L’IA appliquée à l’imagerie médicale :

quelles recherches ? quels résultats obtenus et attendus ?

Elsa Angelini et Pietro Gori, enseignants-chercheurs à Télécom Paris, sept. 2023.

[TP Ideas] Elsa Angelini & Pietro Gori Après nous être penchés sur les enjeux pour accéder à la data en imagerie médicale, nous nous intéressons aux recherches en la matière, toujours avec Elsa Angelini et Pietro Gori, enseignants-chercheurs à Télécom Paris.

Comment la recherche peut-elle répondre aux problématiques d’accès à la data en développant des méthodes d’IA et d’apprentissage efficaces et robustes ?

Propos recueillis par Isabelle Mauriac.

Podcast

Retrouvez cette interview en format audio dans le cadre du podcast Le ¼ d’heure du chercheur :

 

Entretien

Pietro, pouvez-vous nous expliquer sur quoi porte votre recherche ?

Ces dernières années, en partenariat surtout avec NeuroSpin, nous avons essayé de répondre à la question du manque de données.
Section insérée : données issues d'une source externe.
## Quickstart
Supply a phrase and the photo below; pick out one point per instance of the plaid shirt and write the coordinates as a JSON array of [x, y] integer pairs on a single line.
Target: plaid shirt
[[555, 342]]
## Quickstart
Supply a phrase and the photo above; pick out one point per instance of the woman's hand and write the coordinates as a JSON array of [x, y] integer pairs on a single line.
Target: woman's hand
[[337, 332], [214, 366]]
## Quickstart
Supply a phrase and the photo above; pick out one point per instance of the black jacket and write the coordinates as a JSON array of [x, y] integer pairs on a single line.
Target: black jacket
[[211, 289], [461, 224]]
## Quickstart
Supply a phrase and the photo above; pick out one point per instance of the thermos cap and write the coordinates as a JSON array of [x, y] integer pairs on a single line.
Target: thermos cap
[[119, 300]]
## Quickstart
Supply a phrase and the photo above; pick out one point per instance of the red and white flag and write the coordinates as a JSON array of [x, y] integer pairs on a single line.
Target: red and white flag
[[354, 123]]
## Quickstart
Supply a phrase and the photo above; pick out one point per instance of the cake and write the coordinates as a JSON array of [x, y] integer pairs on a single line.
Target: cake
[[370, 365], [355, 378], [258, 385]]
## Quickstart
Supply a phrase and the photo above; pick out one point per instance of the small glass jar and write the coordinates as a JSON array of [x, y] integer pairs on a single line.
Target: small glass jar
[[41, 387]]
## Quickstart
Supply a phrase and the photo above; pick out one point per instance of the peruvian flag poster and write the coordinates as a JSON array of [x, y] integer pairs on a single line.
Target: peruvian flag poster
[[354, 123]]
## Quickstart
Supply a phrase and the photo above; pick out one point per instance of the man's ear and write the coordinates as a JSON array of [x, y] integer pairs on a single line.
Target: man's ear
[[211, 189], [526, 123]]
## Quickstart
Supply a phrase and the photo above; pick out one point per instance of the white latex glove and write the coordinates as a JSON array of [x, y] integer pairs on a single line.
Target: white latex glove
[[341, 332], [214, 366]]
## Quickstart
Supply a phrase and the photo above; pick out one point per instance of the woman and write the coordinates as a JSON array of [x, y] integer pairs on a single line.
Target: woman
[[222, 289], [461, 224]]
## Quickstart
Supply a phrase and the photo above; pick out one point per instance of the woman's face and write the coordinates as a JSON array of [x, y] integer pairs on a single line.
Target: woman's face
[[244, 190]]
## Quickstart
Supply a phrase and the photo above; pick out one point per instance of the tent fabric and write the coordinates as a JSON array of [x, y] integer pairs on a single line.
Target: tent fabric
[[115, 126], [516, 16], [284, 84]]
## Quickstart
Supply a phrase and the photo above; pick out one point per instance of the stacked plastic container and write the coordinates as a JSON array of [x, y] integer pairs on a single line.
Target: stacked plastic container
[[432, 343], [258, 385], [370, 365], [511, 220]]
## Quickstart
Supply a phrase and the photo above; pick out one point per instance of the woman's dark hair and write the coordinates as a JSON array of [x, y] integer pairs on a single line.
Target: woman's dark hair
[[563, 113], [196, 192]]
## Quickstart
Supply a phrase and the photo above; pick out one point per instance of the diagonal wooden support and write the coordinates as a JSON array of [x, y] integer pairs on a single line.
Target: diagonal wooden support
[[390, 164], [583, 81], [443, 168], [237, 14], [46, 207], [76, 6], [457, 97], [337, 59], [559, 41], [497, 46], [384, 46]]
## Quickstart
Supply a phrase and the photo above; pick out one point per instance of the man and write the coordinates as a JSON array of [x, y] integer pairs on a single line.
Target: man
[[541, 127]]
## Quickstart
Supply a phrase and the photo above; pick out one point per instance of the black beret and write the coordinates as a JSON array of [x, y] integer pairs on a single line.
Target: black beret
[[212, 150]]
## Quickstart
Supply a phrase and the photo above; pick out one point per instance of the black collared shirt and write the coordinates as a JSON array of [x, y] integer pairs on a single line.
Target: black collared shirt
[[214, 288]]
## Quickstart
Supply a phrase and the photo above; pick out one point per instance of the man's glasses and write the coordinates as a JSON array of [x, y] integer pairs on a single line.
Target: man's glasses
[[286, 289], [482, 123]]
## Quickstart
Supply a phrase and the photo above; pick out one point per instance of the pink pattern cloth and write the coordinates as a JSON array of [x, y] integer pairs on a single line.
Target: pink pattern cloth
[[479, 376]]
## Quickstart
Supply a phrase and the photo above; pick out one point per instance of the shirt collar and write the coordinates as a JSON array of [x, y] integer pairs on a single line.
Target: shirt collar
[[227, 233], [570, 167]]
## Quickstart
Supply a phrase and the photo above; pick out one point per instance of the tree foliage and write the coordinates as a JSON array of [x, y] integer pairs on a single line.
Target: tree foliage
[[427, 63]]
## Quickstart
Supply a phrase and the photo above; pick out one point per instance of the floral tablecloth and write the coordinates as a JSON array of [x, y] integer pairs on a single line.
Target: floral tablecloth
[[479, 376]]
Nous avons peu de données, peu d’annotations. En revanche, nous pouvons avoir beaucoup de données de sujets sains. Quand on passe par exemple un scanner ou un IRM, la plupart sont sains, ils n’ont pas de maladie. Par conséquent, on a beaucoup d’images de sujets sains… avec NeuroSpin par exemple, nous avons collecté jusqu’à 10 000 sujets sains. Nous nous sommes demandées comment nous pouvons exploiter ces sujets sains pour mieux détecter certaines maladies, par exemple, des tumeurs au sujet desquelles on a des bases de données beaucoup plus petites. Pour donner un ordre de grandeur, quand on parle de maladies, souvent, c’est de l’ordre de quelques centaines ou quelques milliers.
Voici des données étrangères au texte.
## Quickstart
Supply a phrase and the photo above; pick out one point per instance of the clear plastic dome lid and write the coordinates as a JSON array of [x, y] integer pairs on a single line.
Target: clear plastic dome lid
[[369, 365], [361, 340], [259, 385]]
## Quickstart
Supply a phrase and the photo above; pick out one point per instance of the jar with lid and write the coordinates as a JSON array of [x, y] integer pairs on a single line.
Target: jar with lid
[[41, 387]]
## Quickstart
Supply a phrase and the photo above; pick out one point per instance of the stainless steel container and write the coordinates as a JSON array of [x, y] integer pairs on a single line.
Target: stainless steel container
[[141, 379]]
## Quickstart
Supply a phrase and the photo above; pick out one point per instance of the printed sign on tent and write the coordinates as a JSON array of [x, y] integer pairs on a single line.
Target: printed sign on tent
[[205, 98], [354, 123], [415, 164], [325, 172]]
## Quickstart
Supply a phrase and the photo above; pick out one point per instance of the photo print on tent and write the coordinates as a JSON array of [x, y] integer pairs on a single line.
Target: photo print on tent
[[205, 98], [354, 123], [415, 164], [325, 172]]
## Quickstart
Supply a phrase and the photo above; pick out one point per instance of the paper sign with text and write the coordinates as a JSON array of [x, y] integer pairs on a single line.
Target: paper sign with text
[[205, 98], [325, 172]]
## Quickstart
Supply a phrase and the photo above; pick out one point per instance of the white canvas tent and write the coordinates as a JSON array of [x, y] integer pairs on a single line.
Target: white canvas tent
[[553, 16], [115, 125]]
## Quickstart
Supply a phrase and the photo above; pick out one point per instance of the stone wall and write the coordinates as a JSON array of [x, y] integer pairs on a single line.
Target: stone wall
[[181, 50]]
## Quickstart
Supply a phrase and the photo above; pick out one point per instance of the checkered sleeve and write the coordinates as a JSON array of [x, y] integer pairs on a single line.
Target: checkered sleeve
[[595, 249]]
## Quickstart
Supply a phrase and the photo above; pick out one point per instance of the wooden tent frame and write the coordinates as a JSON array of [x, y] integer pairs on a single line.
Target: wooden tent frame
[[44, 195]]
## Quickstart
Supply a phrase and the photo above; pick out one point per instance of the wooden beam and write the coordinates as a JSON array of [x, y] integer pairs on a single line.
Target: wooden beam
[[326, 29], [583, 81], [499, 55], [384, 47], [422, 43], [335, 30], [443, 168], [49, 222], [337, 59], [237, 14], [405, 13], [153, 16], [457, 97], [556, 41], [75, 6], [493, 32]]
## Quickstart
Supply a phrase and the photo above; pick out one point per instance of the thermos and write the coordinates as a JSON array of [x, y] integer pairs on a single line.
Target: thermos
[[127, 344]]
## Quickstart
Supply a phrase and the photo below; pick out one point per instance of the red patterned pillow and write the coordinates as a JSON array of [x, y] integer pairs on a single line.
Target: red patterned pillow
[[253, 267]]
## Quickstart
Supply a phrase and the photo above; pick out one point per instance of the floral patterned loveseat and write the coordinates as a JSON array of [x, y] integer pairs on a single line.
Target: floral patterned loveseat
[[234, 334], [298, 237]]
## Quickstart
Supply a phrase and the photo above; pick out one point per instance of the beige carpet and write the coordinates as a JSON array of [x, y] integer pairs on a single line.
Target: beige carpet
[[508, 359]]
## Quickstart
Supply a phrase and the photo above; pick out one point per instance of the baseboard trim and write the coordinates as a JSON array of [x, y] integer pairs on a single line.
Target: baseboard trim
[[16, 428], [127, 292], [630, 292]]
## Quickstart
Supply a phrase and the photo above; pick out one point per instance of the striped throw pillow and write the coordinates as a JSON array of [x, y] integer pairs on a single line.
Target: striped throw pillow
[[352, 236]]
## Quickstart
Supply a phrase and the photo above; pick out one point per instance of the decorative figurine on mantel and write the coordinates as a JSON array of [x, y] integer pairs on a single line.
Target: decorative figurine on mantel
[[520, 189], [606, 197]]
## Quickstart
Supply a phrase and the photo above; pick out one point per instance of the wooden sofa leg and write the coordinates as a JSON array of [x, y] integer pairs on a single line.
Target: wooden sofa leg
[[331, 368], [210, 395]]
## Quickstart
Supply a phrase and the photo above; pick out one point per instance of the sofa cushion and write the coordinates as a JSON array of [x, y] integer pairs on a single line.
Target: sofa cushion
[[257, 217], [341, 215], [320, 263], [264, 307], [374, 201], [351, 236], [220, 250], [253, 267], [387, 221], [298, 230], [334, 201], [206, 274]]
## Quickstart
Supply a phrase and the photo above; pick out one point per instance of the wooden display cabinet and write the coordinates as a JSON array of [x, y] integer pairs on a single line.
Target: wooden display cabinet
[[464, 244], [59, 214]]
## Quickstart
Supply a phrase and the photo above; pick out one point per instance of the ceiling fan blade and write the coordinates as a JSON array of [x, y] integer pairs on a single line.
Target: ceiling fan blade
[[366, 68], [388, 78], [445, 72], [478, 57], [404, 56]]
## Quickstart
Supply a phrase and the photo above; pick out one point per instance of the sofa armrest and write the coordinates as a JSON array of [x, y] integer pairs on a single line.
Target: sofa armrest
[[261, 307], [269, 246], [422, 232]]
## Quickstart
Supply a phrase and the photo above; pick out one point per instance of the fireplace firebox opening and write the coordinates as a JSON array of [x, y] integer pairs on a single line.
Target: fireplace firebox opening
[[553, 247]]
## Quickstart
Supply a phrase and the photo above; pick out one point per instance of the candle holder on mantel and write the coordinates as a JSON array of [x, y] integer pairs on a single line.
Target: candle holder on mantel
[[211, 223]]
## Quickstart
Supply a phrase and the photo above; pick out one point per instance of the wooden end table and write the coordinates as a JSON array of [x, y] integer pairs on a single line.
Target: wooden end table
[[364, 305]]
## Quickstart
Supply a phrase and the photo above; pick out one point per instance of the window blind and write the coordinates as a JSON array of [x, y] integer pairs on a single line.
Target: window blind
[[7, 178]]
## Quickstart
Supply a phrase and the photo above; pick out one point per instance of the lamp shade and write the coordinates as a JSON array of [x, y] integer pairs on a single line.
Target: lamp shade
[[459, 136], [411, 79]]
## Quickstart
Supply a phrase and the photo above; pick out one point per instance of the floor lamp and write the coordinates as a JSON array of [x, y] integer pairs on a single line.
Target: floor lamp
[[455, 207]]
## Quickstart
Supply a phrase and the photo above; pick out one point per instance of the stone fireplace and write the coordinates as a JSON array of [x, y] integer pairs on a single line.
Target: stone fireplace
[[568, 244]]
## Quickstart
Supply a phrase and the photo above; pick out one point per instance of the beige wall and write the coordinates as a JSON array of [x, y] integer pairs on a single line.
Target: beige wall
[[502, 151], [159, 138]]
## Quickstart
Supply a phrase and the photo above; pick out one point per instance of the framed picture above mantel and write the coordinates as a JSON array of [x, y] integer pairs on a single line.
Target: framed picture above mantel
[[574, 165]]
Je comprends l’idée… un peu comme si on prenait le négatif d’une image… mais comment cela fonctionne-t-il ?

Pour ce projet spécifique, nous sommes partis de cette idée : pourrions-nous construire une sorte de représentation abstraite informatique de sujets sains ? Nous avons travaillé avec des images de cerveau et avons récolté une grande base d’IRM du cerveau de sujets sains. Et nous avons réussi à construire une représentation du cerveau sain de l’être humain avec aussi sa variabilité. Une une fois cette représentation construite, nous avons utilisé toutes les métadonnées à disposition, l’âge, le sexe, etc., pour pouvoir enrichir cette représentation. Après, la question a été celle du transfert de ces données, ce qui relève du transfer learning. Pouvons-nous la transférer vers de petites bases pour mieux détecter les maladies ? Dans notre cas, ce sont les maladies psychiatriques, donc l’autisme, la schizophrénie et la maladie bipolaire.
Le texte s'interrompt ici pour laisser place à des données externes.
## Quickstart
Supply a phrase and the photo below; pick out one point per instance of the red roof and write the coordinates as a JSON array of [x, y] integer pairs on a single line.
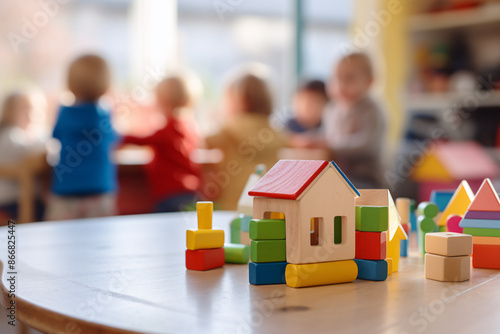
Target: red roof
[[288, 178]]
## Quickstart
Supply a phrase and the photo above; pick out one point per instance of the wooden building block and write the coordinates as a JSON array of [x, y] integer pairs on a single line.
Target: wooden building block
[[485, 240], [204, 239], [372, 270], [323, 273], [235, 229], [372, 218], [371, 245], [448, 244], [268, 251], [267, 273], [389, 266], [482, 232], [486, 256], [486, 198], [205, 211], [453, 224], [236, 253], [480, 223], [403, 206], [204, 259], [267, 229], [447, 268]]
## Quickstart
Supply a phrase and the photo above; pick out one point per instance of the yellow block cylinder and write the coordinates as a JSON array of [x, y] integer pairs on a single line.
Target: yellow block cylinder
[[205, 211], [312, 274]]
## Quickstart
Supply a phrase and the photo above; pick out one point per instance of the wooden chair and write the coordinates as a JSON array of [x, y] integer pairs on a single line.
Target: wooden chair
[[25, 173]]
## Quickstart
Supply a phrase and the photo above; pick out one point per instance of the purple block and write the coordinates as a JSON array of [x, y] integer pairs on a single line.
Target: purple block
[[482, 215]]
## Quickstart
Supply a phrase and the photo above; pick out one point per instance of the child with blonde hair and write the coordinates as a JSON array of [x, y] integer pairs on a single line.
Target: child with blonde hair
[[16, 145], [246, 138], [84, 180], [174, 178]]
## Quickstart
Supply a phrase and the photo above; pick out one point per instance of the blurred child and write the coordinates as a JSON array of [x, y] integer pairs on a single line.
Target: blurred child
[[246, 138], [354, 126], [16, 144], [308, 105], [84, 180], [173, 177]]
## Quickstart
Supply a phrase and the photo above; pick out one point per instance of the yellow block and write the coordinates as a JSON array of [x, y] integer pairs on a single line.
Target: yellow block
[[389, 266], [205, 211], [458, 204], [204, 239], [486, 240], [312, 274]]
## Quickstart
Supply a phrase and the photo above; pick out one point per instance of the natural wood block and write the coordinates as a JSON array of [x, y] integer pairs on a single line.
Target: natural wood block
[[448, 244], [447, 268], [236, 253], [267, 229], [323, 273], [204, 259], [268, 251], [371, 245], [486, 256], [204, 239], [205, 211], [372, 218], [482, 232]]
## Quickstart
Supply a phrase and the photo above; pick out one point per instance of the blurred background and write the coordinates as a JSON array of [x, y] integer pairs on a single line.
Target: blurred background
[[436, 70]]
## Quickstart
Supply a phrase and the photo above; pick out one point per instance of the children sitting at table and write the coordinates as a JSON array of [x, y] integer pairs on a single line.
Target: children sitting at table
[[246, 138], [174, 178], [17, 143], [354, 125], [84, 180]]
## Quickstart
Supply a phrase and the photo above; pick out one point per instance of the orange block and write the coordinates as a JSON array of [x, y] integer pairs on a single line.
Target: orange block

L’idée de ce projet de recherche est de construire cette représentation, en exploitant des techniques de transfer learning, d’auto-apprentissage : on a des sujets sains ainsi que des sujets très âgés. Ce qu’on sait, grâce à l’expérience des cliniciens, c’est que les cerveaux de deux sujets jeunes se ressemblent plus que ceux d’un sujet jeune et d’un sujet âgé. On sait qu’ils devraient se ressembler d’un point de vue clinique, et on arrive à le modéliser, dans cet espace de représentation informatique abstrait où ils seront proches d’un point de vue mathématique et géométrique. Et inversement, un sujet jeune et un sujet âgé, qui cliniquement ne se ressemblent pas, doivent être situés loin l’un de l’autre dans cet espace. Donc, en exploitant cette idée, mathématiquement et informatiquement, on a réussi à créer cet espace de représentation et à l’exploiter, aussi pour mieux comprendre quelle est l’anatomie du cerveau, et parvenir à mieux détecter les maladies psychiatriques, en particulier l’autisme, la schizophrénie et les troubles bipolaires.

Donc cela fonctionne, et de ce fait, quelles sont les applications que vous envisagez ou avez déjà lancées ?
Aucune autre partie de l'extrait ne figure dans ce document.